Construção civil e resíduos de saúde exigem rotas específicas
A mesma lógica de tratamento específico é utilizada nos Resíduos da Construção Civil (RCC).
Materiais como concreto, tijolos, blocos, argamassa e outros resíduos provenientes de obras e demolições podem passar por processos de separação e beneficiamento. Dependendo das características, parte desse material pode voltar à cadeia produtiva na forma de agregado reciclado ou outros produtos.
Já nos Resíduos de Serviços de Saúde (RSS), o principal desafio envolve o risco sanitário.
Resíduos produzidos por hospitais, clínicas, laboratórios, consultórios e estabelecimentos veterinários devem seguir normas específicas desde a separação e acondicionamento até a coleta, tratamento e destinação.
O Grupo Philus mantém estruturas e soluções destinadas ao gerenciamento desses materiais conforme as características e exigências de cada operação.
Lâmpadas passam por descontaminação
Até mesmo materiais aparentemente simples, como lâmpadas fluorescentes e de vapor metálico, exigem uma rota própria.
Por possuírem componentes que demandam cuidados ambientais, esses produtos precisam passar por descontaminação antes que seus materiais sejam encaminhados para reciclagem ou outra destinação.
O Grupo Philus possui equipamento licenciado para realizar esse processo, permitindo a descontaminação e separação controlada dos componentes das lâmpadas.
Depois dessa etapa, os materiais que apresentam possibilidade de reaproveitamento podem seguir para a cadeia de reciclagem.
Recuperação energética aproveita resíduos sem alternativa de reciclagem
Outra frente desenvolvida pelo grupo é o Processo Integrado de Recuperação Energética de Resíduos, direcionado principalmente aos materiais que já não apresentam alternativas tecnicamente viáveis de reutilização ou reciclagem.
Entre as tecnologias utilizadas estão processos como pirólise e gaseificação.
Na pirólise, os materiais são submetidos a altas temperaturas em condições de ausência ou baixa presença de oxigênio, provocando a decomposição térmica. Já na gaseificação, processos termoquímicos possibilitam a transformação de parte do material em gases com potencial energético.
A recuperação energética não substitui a reciclagem. A tecnologia funciona como uma alternativa para resíduos que já tiveram outras possibilidades de aproveitamento esgotadas, permitindo utilizar seu potencial energético antes da disposição final.

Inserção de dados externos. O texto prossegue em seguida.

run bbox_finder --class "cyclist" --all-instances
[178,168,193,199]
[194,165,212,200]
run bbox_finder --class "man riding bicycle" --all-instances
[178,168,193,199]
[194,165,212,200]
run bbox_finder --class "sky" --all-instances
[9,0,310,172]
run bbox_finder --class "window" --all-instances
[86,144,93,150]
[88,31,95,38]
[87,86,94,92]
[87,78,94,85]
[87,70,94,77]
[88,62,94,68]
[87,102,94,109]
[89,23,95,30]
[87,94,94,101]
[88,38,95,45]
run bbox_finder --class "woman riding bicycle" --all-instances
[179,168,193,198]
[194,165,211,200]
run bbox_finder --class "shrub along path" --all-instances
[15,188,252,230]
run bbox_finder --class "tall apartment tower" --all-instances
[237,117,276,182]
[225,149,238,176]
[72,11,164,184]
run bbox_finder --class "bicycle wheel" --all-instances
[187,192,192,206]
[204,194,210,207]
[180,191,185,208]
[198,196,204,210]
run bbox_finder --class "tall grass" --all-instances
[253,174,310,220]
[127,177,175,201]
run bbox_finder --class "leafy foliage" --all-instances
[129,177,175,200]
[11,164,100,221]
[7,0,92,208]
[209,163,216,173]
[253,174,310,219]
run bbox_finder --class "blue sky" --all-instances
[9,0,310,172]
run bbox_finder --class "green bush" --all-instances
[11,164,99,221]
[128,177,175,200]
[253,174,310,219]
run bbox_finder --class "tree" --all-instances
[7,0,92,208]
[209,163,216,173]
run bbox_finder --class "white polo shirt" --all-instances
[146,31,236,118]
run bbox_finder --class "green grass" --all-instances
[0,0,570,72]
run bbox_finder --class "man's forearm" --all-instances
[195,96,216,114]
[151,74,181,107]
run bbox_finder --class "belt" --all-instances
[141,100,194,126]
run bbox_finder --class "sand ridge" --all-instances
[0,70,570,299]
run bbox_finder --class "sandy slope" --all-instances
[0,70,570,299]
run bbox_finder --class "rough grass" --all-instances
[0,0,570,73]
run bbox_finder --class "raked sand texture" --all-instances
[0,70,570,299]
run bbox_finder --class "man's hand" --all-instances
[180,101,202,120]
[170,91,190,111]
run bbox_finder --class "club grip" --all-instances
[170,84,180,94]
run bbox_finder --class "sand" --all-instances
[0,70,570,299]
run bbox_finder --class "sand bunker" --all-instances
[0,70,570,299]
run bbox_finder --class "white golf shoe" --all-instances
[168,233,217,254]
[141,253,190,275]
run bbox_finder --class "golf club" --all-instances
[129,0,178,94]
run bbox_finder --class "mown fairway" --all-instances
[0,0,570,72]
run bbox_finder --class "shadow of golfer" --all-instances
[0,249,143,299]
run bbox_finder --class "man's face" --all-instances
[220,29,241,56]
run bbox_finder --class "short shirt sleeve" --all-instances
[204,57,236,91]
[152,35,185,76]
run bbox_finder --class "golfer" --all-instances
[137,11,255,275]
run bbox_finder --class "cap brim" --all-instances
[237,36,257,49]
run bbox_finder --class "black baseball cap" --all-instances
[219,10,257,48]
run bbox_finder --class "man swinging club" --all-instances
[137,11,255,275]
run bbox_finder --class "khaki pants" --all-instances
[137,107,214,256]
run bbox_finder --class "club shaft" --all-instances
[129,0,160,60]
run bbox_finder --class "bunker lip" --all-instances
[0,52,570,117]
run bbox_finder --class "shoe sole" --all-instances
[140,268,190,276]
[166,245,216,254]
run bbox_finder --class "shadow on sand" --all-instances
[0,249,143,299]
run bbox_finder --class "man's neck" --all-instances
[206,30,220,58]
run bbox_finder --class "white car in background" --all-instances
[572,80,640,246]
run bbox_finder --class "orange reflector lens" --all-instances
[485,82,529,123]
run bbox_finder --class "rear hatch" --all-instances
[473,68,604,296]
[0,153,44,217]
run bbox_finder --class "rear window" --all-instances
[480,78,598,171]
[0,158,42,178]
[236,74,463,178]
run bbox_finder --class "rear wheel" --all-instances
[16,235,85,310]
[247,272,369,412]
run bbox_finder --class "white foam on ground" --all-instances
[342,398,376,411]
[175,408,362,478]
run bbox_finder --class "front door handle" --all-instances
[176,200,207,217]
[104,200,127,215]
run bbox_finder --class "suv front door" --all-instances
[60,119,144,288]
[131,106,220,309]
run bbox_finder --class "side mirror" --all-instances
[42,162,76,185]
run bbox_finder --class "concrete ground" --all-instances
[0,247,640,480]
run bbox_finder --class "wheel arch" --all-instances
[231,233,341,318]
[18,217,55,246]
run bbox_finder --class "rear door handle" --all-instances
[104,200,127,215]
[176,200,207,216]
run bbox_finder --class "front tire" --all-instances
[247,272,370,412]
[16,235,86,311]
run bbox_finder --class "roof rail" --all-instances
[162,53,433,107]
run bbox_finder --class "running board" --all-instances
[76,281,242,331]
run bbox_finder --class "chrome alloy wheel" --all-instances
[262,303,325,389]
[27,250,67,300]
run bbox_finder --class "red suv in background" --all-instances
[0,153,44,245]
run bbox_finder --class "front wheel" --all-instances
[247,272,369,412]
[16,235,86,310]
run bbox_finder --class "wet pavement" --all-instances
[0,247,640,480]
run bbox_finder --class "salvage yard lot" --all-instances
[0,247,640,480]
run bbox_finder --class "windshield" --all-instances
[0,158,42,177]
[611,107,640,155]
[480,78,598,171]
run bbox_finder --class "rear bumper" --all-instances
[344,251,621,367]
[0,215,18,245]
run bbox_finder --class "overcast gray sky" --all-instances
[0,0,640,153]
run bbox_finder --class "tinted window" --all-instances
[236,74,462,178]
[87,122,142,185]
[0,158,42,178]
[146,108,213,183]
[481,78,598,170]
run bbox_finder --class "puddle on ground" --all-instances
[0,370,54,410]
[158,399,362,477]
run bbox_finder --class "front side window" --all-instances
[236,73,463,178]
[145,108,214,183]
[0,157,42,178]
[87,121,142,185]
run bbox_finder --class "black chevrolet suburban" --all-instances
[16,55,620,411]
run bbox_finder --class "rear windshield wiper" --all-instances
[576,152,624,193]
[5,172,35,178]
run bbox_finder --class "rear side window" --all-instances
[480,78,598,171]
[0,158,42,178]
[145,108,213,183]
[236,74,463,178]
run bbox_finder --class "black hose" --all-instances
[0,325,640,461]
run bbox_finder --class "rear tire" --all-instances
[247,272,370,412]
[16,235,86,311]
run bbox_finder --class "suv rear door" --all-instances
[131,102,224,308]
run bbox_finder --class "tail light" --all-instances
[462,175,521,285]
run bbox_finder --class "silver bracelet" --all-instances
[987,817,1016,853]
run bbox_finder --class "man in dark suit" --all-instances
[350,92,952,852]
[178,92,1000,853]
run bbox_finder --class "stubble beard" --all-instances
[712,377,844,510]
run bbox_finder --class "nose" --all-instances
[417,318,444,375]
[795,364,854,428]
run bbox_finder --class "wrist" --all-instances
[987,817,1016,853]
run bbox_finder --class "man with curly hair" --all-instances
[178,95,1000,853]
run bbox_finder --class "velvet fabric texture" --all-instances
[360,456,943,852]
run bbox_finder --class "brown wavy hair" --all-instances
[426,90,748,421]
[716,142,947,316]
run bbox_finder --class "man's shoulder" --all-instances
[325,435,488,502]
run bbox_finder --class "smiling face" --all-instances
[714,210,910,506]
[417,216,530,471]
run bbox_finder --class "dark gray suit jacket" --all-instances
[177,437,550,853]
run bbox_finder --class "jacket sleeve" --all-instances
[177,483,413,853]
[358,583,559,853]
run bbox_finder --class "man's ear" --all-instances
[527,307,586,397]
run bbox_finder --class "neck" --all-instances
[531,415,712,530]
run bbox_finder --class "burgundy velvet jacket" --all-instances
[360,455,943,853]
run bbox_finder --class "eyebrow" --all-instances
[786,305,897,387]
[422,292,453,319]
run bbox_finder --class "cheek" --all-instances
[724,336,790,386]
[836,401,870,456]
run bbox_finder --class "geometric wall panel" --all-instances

O portfólio do grupo também contempla soluções como coprocessamento, tratamento de efluentes, gestão de resíduos perigosos e gerenciamento de resíduos realizado dentro das instalações dos próprios clientes.
Integração busca reduzir volume destinado aos aterros
A estratégia do Grupo Philus parte da integração entre diferentes tecnologias.
Em vez de considerar o aterro como primeira alternativa, cada material é analisado para identificar possibilidades de reciclagem, compostagem, biodigestão, descontaminação, tratamento, recuperação energética ou outras formas de valorização.
A disposição em aterro continua sendo necessária para os rejeitos que não apresentam outra alternativa técnica ou ambientalmente viável. Dentro do modelo integrado, porém, ela representa a etapa final do processo.
Com empresas complementares, infraestrutura própria e tecnologias destinadas a diferentes tipos de resíduos, o Grupo Philus busca fortalecer sua atuação no setor ambiental e ampliar a capacidade de atendimento a diferentes perfis de geradores.
A Zero Resíduos e a Ponta Grossa Ambiental estão entre os principais braços dessa estrutura, que possui presença em Ponta Grossa, nos Campos Gerais e em diferentes regiões do Paraná.